Major companies such as Hitachi Ltd. and NEC Corp. said Tuesday they will continue to push work-from-home arrangements even though the state of emergency over the new coronavirus pandemic was called off the previous day.
Hitachi said around 70 percent of its employees on average have been working from home to reduce the risk of infection and curb the spread of the virus after the state of emergency was declared in April, and it will continue promoting teleworking to ensure business continuity in case a second wave of infections occurs.
Hitachi said it will ask its employees to work from home in principle through the end of June, except for such cases as infrastructure inspections. It aims to have 50 percent of its employees engaged in telework on average as the epidemic subsides, Senior Vice President Hidenobu Nakahata told an online press conference.
Prime Minister Shinzo Abe on Monday lifted the state of emergency still in place for Tokyo and four other prefectures, having ended restrictions for other parts of the country earlier in the month.
NEC also said it will continue to ask employees to work from home, in principle to reduce the risk of infection.
If an employee needs to come to the office, the company said they must adhere to anti-infection measures such as avoiding busy commuting hours.
Kobe Steel Ltd. will also for the time being continue telework where possible, with the aim of halving the number of commuters from the pre-coronavirus crisis level, while Fujitsu Ltd. seeks to keep the ratio of office commuters at 25 percent or lower.

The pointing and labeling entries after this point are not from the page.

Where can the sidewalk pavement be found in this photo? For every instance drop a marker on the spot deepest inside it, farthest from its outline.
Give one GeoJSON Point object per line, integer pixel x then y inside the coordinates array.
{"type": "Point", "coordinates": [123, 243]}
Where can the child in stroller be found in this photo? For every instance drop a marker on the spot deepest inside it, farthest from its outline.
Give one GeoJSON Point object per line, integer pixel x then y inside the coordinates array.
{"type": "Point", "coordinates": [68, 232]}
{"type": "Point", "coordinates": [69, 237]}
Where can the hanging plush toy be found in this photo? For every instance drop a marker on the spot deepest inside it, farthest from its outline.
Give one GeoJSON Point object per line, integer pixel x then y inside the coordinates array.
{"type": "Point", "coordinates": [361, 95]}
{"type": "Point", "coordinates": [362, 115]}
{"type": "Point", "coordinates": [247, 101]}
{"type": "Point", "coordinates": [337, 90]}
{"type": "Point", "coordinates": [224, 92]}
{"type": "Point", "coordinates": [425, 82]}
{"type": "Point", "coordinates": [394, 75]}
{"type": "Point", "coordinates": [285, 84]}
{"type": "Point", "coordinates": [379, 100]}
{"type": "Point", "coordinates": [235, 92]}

At Meiji Yasuda Life Insurance Co., which reopened its offices nationwide from Tuesday, its 30,000 salespeople will refrain from meeting customers in person and will visit their homes only when customers agree.
Sony Corp., meanwhile, said it will gradually ease from June 1 its telework requirement, a measure taken since late March, as it implements precautionary workplace measures such as social distancing.
For the first half of June, it will try to keep the ratio of commuters at 20 percent or so and raise that level to around 30 percent from the third week of June.
Employees who joined the company in April but were asked to stay home will also be allowed to come to the office in stages from June 1.